Daarna bleef het zeker een halve minuut stil. Terwijl de interviewer haar verwachtingsvol aankeek, opende Esther de jacht op een antwoord in haar brein. Ze zag het antwoord wel, maar telkens als ze in de buurt kwam, ging het antwoord ergens anders staan. Wat ze uiteindelijk zei, weet ik niet meer. Daarvoor was ik te diep onder de indruk van haar verwarring.

Later ontmoette ik Esther nog eens op een festival in Rotterdam. Zij las voor en stond er daarna wat verloren bij. Ik besloot een praatje met haar te maken. Dat ging niet zo soepel, wat niet alleen aan haar lag, maar ook aan mij.
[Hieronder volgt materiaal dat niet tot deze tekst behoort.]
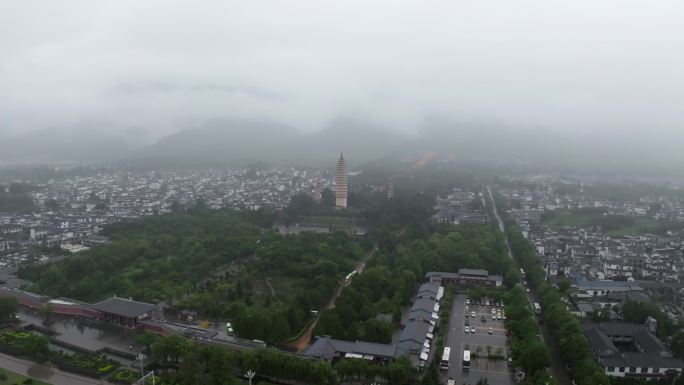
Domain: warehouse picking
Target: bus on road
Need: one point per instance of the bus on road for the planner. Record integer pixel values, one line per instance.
(444, 362)
(537, 308)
We spraken over schrijven. Daarna waren de onderwerpen op en zwegen we elkaar aan tot het tijd werd om ergens anders stiltes te laten vallen.

Inmiddels is mijn literaire carrière gestrand in een lijdensweg van drie jaar bij de Bezige Bij, terwijl Esther steeds grotere triomfen viert. Nu heeft ze zelfs het boekenweekgeschenk geschreven. Ze geeft vlotte interviews bij de vleet. Ik leid daaruit af dat ze minder gek is dan vroeger. Dat vind ik dan wel weer een beetje jammer.